A burning issue: Forest fires make more fires
Research shows that in many instances, fires are more likely in recently burnt forests
The most comprehensive analysis ever performed of fires in the Australian Alps has revealed that fire has made the forests more likely to burn. Frequent fire increases the risk of fire and of ecosystem collapse in mountain forests, which are highly vulnerable to climate change.
“My research contradicts one of the central assumptions in Australian fire management – that forest simply accumulates fuel over time and becomes increasingly flammable,” said Dr Philip Zylstra, a research fellow from the University of Wollongong’s Centre for Environmental Risk Management of Bushfires.
“Fires in the Australian Alps National Parks have been smaller and less severe in long-unburnt forests. This finding applies regardless of forest type in the Alps.’'
“The fire season is lengthening and becoming more severe in Australia, in line with global trends. With an increase in lightning activity, this has the potential to greatly increase the impact of fire on forests and other ecosystems.”
Dr Zylstra’s study measured 36 million locations over 1.5 million hectares from 58 years of mapped fires in the 12 national parks and reserves that make up the Australian Alps national parks.
“The greatest difference happens in tall, wet ash forests, which are highly flammable until maturity. But an unburnt, mature Ash forest is more than eight times less likely to burn than younger ash forests. Mature ash forest is the least flammable place in the mountains.”
“Old forests need to be protected. We should nurse older regrowth into its mature stages. This will help the forests survive and make them more resistant to climate change.”
“Frequent fire can even change tall, wet forest into open forest, which is in itself more flammable.”
Following fire, Ash forests become increasingly flammable for the first decade or so. After this point, the trees become increasingly difficult to ignite, creating a protective, low-flammability environment.
Dr Zylstra’s findings are similar to others arising across the dry eucalypt forests of southeast Australia. Over the past few years, researchers have found that fires become more likely in many forests that have recently burnt. Similar findings have come from parts of America and New Zealand.
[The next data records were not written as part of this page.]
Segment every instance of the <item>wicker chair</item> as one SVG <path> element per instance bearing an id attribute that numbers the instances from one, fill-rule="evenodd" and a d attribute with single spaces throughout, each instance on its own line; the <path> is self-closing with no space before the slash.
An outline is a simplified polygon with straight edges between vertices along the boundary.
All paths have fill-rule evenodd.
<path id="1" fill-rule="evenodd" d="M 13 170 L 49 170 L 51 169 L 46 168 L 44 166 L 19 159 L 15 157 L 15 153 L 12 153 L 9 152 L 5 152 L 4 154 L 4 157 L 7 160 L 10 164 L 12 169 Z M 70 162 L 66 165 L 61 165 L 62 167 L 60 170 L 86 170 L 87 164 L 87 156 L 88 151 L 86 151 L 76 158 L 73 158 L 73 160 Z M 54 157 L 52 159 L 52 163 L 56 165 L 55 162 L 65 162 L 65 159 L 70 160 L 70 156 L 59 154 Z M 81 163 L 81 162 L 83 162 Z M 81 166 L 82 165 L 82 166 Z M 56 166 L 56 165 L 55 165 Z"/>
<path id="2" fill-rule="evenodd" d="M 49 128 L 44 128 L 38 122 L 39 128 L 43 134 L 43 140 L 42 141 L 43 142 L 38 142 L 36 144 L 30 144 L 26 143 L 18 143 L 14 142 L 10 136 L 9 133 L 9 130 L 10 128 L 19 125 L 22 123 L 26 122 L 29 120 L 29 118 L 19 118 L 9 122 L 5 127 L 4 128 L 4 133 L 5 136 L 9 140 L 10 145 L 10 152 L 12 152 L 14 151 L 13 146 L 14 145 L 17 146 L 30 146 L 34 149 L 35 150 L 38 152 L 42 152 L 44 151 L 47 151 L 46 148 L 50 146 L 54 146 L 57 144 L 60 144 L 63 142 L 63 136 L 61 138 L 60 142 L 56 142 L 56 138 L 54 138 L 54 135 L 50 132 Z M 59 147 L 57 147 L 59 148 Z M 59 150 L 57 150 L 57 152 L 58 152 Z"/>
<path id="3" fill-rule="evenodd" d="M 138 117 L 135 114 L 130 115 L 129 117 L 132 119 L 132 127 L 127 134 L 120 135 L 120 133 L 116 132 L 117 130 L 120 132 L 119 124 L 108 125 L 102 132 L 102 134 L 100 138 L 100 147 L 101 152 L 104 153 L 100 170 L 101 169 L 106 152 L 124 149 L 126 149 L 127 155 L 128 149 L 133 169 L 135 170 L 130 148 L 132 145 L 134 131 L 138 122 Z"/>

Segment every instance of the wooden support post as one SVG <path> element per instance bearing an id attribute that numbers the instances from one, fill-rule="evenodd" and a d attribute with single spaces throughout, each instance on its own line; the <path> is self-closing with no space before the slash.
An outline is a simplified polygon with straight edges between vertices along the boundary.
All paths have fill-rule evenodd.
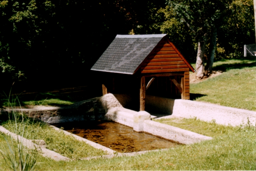
<path id="1" fill-rule="evenodd" d="M 183 77 L 182 77 L 183 78 Z M 176 81 L 176 80 L 174 79 L 171 79 L 170 78 L 170 79 L 175 84 L 175 85 L 178 88 L 178 89 L 179 90 L 180 90 L 180 91 L 181 92 L 181 93 L 182 93 L 182 91 L 183 90 L 182 88 L 181 88 L 181 85 L 180 84 L 178 83 L 177 82 L 177 81 Z"/>
<path id="2" fill-rule="evenodd" d="M 152 82 L 153 82 L 153 81 L 155 79 L 155 78 L 153 77 L 153 78 L 151 78 L 151 79 L 149 80 L 149 81 L 148 81 L 148 84 L 147 85 L 147 87 L 146 87 L 146 90 L 148 90 L 148 87 L 149 87 L 149 86 L 150 86 L 150 85 L 151 84 L 151 83 L 152 83 Z"/>
<path id="3" fill-rule="evenodd" d="M 181 93 L 181 99 L 185 100 L 185 79 L 184 77 L 181 78 L 181 87 L 182 89 L 182 92 Z"/>
<path id="4" fill-rule="evenodd" d="M 102 95 L 104 95 L 108 93 L 108 91 L 107 89 L 107 87 L 105 86 L 104 84 L 102 85 Z"/>
<path id="5" fill-rule="evenodd" d="M 145 111 L 145 98 L 146 96 L 146 86 L 145 83 L 145 77 L 142 76 L 141 81 L 141 88 L 140 93 L 140 111 Z"/>

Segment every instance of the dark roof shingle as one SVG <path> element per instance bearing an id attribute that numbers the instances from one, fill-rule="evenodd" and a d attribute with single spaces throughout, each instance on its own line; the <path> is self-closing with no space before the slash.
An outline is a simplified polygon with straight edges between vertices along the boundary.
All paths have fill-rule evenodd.
<path id="1" fill-rule="evenodd" d="M 133 74 L 166 35 L 117 35 L 91 70 Z"/>

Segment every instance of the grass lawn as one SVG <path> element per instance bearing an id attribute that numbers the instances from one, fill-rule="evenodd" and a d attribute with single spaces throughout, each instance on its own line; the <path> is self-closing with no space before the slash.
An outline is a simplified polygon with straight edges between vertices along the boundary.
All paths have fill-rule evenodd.
<path id="1" fill-rule="evenodd" d="M 166 151 L 133 157 L 56 162 L 41 156 L 38 170 L 255 170 L 256 133 L 254 127 L 233 127 L 195 119 L 162 120 L 165 124 L 190 129 L 212 140 L 182 145 Z M 0 139 L 1 138 L 0 135 Z M 0 155 L 0 169 L 7 168 Z"/>
<path id="2" fill-rule="evenodd" d="M 214 70 L 223 71 L 221 75 L 197 84 L 190 84 L 190 92 L 196 95 L 194 100 L 217 104 L 222 106 L 256 111 L 256 63 L 255 57 L 222 60 L 215 62 Z M 58 93 L 57 93 L 58 94 Z M 59 99 L 73 103 L 75 100 L 66 94 L 53 93 L 47 99 Z M 57 95 L 54 97 L 54 95 Z M 49 97 L 52 97 L 50 98 Z M 46 99 L 38 99 L 43 100 Z M 31 105 L 39 102 L 32 98 L 22 100 L 22 105 L 29 101 Z M 6 101 L 2 100 L 3 104 Z M 35 103 L 33 104 L 33 103 Z M 48 105 L 54 103 L 49 102 Z M 55 103 L 54 106 L 59 104 Z M 163 151 L 151 152 L 132 157 L 116 157 L 90 161 L 75 159 L 76 154 L 69 162 L 56 162 L 39 156 L 36 170 L 256 170 L 256 129 L 250 125 L 233 127 L 207 122 L 194 119 L 169 119 L 156 120 L 169 124 L 213 137 L 211 141 L 188 145 L 181 145 Z M 8 123 L 6 123 L 8 127 Z M 39 131 L 35 127 L 29 129 L 27 136 L 32 136 L 32 130 Z M 36 126 L 36 124 L 35 125 Z M 33 126 L 34 127 L 34 126 Z M 10 127 L 9 129 L 11 129 Z M 49 134 L 49 140 L 55 140 L 46 130 L 39 139 Z M 61 134 L 59 134 L 60 135 Z M 40 137 L 40 136 L 41 136 Z M 35 137 L 31 137 L 36 138 Z M 45 139 L 48 141 L 47 138 Z M 57 141 L 57 140 L 56 139 Z M 65 149 L 66 144 L 69 148 L 77 146 L 75 144 L 62 143 L 60 139 L 55 147 Z M 2 135 L 0 134 L 0 142 L 5 144 Z M 64 144 L 64 145 L 63 145 Z M 5 144 L 6 145 L 6 144 Z M 56 148 L 53 149 L 56 149 Z M 90 152 L 92 149 L 73 150 L 80 154 Z M 64 150 L 64 152 L 65 150 Z M 72 157 L 73 155 L 74 157 Z M 8 169 L 8 166 L 0 155 L 0 170 Z"/>
<path id="3" fill-rule="evenodd" d="M 1 125 L 11 132 L 21 135 L 24 129 L 23 137 L 29 140 L 42 140 L 45 141 L 48 149 L 71 159 L 107 154 L 105 152 L 78 140 L 72 136 L 52 129 L 42 122 L 33 121 L 28 119 L 23 122 L 20 120 L 20 119 L 16 122 L 16 127 L 14 121 L 4 122 Z"/>
<path id="4" fill-rule="evenodd" d="M 214 63 L 221 75 L 190 85 L 194 99 L 256 111 L 256 60 L 253 57 L 223 59 Z M 193 67 L 195 64 L 193 64 Z"/>

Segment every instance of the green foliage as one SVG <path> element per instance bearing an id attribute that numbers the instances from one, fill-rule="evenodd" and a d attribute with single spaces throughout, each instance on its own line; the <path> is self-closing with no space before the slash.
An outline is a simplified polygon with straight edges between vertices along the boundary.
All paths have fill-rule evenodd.
<path id="1" fill-rule="evenodd" d="M 256 111 L 255 58 L 224 59 L 214 64 L 221 75 L 190 84 L 191 93 L 202 95 L 195 100 L 222 106 Z"/>
<path id="2" fill-rule="evenodd" d="M 14 99 L 14 102 L 16 100 L 18 100 L 17 98 Z M 13 170 L 34 170 L 37 164 L 38 155 L 38 149 L 36 147 L 27 148 L 23 147 L 23 135 L 25 128 L 22 124 L 24 123 L 24 118 L 22 113 L 19 115 L 14 111 L 13 109 L 15 107 L 9 103 L 10 101 L 9 95 L 8 105 L 10 105 L 13 111 L 11 114 L 9 114 L 8 121 L 11 121 L 11 118 L 12 118 L 13 124 L 13 132 L 16 134 L 19 132 L 21 137 L 17 137 L 16 140 L 14 140 L 12 137 L 1 133 L 1 135 L 5 139 L 5 143 L 0 142 L 0 153 L 6 163 Z M 18 123 L 19 121 L 20 121 L 20 124 Z"/>
<path id="3" fill-rule="evenodd" d="M 165 120 L 168 122 L 168 120 Z M 232 127 L 194 119 L 170 120 L 177 126 L 200 127 L 213 140 L 167 151 L 150 152 L 134 156 L 99 158 L 89 161 L 46 161 L 39 158 L 40 170 L 255 170 L 256 133 L 253 126 Z M 182 122 L 178 125 L 179 122 Z M 165 123 L 167 124 L 167 123 Z M 208 128 L 209 127 L 209 128 Z M 190 129 L 193 129 L 190 128 Z M 200 129 L 195 129 L 197 131 Z M 199 132 L 198 133 L 199 133 Z M 0 138 L 1 136 L 0 136 Z M 39 156 L 40 157 L 40 156 Z M 1 156 L 0 156 L 1 157 Z M 1 158 L 0 158 L 1 159 Z M 46 163 L 47 164 L 46 164 Z M 0 160 L 0 169 L 6 165 Z"/>

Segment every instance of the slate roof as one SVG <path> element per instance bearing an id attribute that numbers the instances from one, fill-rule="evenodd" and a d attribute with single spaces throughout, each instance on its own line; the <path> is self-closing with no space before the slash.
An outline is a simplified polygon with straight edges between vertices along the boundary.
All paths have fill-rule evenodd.
<path id="1" fill-rule="evenodd" d="M 117 35 L 91 70 L 133 74 L 166 35 Z"/>

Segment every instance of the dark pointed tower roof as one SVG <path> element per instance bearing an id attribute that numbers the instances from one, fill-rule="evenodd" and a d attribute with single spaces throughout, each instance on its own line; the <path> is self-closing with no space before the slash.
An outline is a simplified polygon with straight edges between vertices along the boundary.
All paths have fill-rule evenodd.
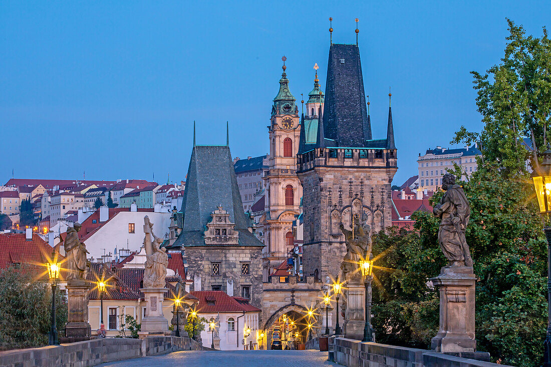
<path id="1" fill-rule="evenodd" d="M 394 127 L 392 126 L 392 109 L 390 106 L 388 106 L 388 125 L 386 128 L 386 148 L 388 149 L 396 149 L 396 146 L 394 144 Z"/>
<path id="2" fill-rule="evenodd" d="M 365 147 L 372 138 L 371 129 L 356 45 L 331 44 L 325 91 L 325 138 L 339 147 Z"/>
<path id="3" fill-rule="evenodd" d="M 249 231 L 250 221 L 243 211 L 229 147 L 196 145 L 191 153 L 182 204 L 182 233 L 174 246 L 206 246 L 205 226 L 218 206 L 228 211 L 230 220 L 235 224 L 240 246 L 263 246 Z"/>

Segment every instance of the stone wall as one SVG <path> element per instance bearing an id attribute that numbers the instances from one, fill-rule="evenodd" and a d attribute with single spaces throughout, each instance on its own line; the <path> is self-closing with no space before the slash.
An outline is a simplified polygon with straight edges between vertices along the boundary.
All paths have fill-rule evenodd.
<path id="1" fill-rule="evenodd" d="M 0 366 L 58 367 L 78 365 L 87 367 L 141 357 L 142 341 L 110 338 L 2 352 L 0 352 Z"/>
<path id="2" fill-rule="evenodd" d="M 156 355 L 178 350 L 201 350 L 203 346 L 191 338 L 148 337 L 142 343 L 143 355 Z"/>
<path id="3" fill-rule="evenodd" d="M 241 296 L 241 286 L 251 287 L 251 301 L 253 306 L 262 307 L 262 248 L 245 246 L 217 246 L 186 247 L 186 260 L 188 273 L 193 278 L 191 290 L 212 290 L 213 285 L 220 286 L 228 292 L 228 280 L 233 279 L 233 295 Z M 212 264 L 220 263 L 219 276 L 212 275 Z M 249 275 L 241 274 L 242 263 L 249 263 Z M 197 277 L 201 277 L 201 289 L 196 289 Z"/>
<path id="4" fill-rule="evenodd" d="M 477 354 L 489 357 L 486 353 Z M 339 364 L 354 367 L 497 367 L 505 365 L 431 350 L 377 343 L 364 343 L 344 338 L 330 338 L 329 354 L 329 357 L 332 354 L 334 360 Z"/>
<path id="5" fill-rule="evenodd" d="M 190 338 L 148 337 L 143 339 L 108 338 L 59 346 L 0 352 L 2 367 L 89 367 L 114 361 L 176 350 L 203 349 Z"/>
“The message from many ecosystems across the world is that while we’ve been assuming otherwise, fire has been breaking their defences and feeding more fire,” says Dr Zylstra.
“This may not be universal, but as climate change gives us a drier landscape, we can no longer afford to simplify these communities into a fuel load. There is vast complexity at work.”
The research findings on fire behaviour in the Australian Alps were published in the August 2018 issue of the journal Austral Ecology.
Main photo: Snowgums such as these are killed by very low intensity fires, and these communities remain flammable until the canopy has re-formed and the fire-germinated shrubs begin to thin and allow more space for grasses and herbfield.